Clearly, the Goopers who volunteered to participate in these experiments are aware of the vulnerability of (potentially) processing their trauma in front of a camera, but the whole show is designed for viewers to spectate and consume their personal trauma as content that ultimately promotes Goop as a brand. And aside from being targeted to those wealthy enough to spend $120 on "healing" wearable stickers, Goop as a brand is patently ridiculous, pseudo-scientific, and even dangerous for public health. With health claims that are repeatedly disproven by alarmed health experts, as well as NASA, studies show that the public has grown increasingly confused about what constitutes a healthy lifestyle.

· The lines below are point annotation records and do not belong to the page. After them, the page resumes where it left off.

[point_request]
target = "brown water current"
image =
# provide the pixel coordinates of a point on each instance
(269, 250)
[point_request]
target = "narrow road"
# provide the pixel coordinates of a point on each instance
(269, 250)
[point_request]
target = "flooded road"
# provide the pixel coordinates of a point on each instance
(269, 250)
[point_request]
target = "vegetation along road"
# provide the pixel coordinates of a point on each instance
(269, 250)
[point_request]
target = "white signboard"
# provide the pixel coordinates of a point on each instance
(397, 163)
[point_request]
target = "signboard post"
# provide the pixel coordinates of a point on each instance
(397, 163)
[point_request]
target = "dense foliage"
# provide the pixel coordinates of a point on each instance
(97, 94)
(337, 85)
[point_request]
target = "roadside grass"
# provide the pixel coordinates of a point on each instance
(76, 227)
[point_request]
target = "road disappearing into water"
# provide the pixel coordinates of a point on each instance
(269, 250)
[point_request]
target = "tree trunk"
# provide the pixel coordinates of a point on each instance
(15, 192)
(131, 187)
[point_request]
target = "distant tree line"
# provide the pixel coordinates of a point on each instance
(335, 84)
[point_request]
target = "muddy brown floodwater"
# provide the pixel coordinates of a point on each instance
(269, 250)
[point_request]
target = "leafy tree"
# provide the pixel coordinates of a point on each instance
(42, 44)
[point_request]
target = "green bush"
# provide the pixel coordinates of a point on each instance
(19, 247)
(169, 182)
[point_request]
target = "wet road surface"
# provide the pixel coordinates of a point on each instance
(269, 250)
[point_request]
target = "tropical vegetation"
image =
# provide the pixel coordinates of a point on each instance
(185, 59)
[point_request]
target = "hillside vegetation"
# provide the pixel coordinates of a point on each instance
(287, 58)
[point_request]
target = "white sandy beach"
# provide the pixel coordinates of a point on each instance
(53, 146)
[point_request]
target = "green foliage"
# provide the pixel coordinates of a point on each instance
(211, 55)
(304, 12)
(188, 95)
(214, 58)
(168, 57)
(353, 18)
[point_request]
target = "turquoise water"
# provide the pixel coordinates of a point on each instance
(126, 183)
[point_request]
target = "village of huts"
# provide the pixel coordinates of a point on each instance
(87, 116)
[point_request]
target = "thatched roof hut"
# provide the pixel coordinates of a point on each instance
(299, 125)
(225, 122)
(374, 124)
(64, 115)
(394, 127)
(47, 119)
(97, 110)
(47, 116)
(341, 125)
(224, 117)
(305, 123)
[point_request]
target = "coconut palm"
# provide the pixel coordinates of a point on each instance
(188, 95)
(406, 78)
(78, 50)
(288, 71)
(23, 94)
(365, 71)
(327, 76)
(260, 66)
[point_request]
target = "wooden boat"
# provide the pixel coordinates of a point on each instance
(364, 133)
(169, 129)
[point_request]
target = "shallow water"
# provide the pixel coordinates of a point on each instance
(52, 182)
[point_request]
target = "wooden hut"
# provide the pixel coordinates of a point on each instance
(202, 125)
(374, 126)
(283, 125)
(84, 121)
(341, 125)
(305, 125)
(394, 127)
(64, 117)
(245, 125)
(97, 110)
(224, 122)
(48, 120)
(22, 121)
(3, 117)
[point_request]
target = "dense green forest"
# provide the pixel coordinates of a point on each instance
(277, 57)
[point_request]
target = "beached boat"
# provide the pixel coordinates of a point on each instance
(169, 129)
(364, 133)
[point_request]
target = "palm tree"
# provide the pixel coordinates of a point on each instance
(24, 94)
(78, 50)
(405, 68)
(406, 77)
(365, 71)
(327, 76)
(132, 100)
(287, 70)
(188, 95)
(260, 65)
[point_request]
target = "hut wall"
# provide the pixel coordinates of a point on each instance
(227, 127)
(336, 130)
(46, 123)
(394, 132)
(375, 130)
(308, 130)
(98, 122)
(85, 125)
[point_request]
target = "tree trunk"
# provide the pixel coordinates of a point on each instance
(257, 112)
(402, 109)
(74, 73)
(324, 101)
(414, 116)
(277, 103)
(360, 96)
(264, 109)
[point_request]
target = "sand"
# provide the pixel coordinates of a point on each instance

Timothy Caulfield, Canada Research Chair in Health Law and Policy at the University of Alberta, wrote a detailed overview of why the most popular (and lucrative) celebrity-backed health crazes have lodged themselves into our public consciousness. "This decade of celebrity health hogwash should also be considered in the broader context," he warns. "This is the era of misinformation, a time when trust in public institutions is declining and people feel uncertain about what to believe about, well, everything. Celebrity wellness hype contributes to this 'culture of untruth' by both inviting a further erosion of critical thinking and promoting what is popular and aspirational rather than what is true." Between Instagram fitness gurus and absurd celebrity "beauty secrets," we're all surrounded with contradictory pieces of wellness advice. Goop describes their prescribed practices as "out there" or "too scary" for people because they go against basic common sense.

With a throwaway legal disclaimer prefacing each episode (the series is "designed to entertain and inform–not provide medical advice. You should always consult your doctor when it comes to your personal health, or before you start treatment"), The Goop Lab is just cashing in on the trend of exploiting personal trauma for branding and, ultimately, profit. It's appropriate that the credits include Paltrow declaring their end goal as the "optimization of self," in the sense that "we're here one time, one life, how can we really milk the sh*it out of this." This is the next stage of "the age-old marketing language of 'Women, you suck, but this miracle product will fix you,'" only now it's saying, "The world has hurt you over and over again, and this can help heal the damage–for a price."